If your getting food from the dining halls, then it's "simply" a matter of getting really good at eyeballing macronutrients.

Here's a few examples of what I've been ordering:

Hamburger w/ cheese and no bun + extra lettuce (your new bun), big salad w/ dressing, small veggie chili, apple.

Salmon filet, salad, fruit medley + sunflower seeds.

Chicken stir-fry, except don't have them load on the crazy teriyaki sauce. Insist on olive oil, sciracca, or just water instead. Acount for your own carbs and fat. Skip the rice.

My whole dining plan is "a la carte," so I end up spending a lot because of weighing salads and stuff. Oh well, a pound of salad is way more filling than 1 slice of bread. I am probably eating fewer calories, but higher quality and balanced ones.

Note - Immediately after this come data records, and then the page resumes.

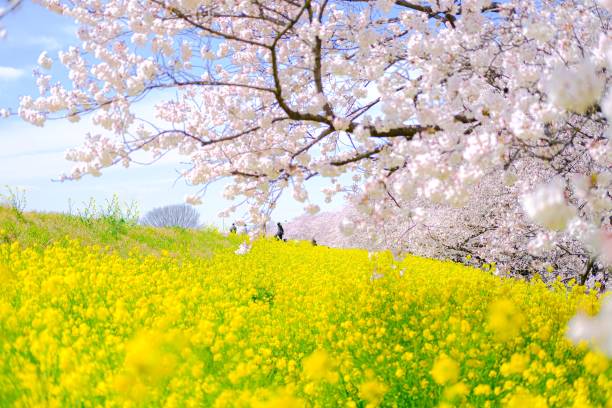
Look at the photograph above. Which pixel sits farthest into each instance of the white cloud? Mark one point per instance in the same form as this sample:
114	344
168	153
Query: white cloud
10	73
48	43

In fact, I have started cooking some meals on my own just to counterbalance all the dining money I rip through. This is a good time to break out the measuring cups and food scale to refine your eyeball skills and dial in a solid meal.


And CFJ 21 is where it's at. Also, I refer to these two sites a ton (wfs):
http://www.nutritiondata.com/
http://www.mitymous.net/weights/zoneblox.htm

Also, if you have a minifridge in your room, then you can always stock up on quality items like fruit, veggies, plain yogurt, and cottage cheese. More longer-lasting things I have are raw almonds, raw walnuts, beef and turkey jerky, and a variety of tea.

Last edited by Ben Moskowitz : 11-16-2007 at 05:43 PM.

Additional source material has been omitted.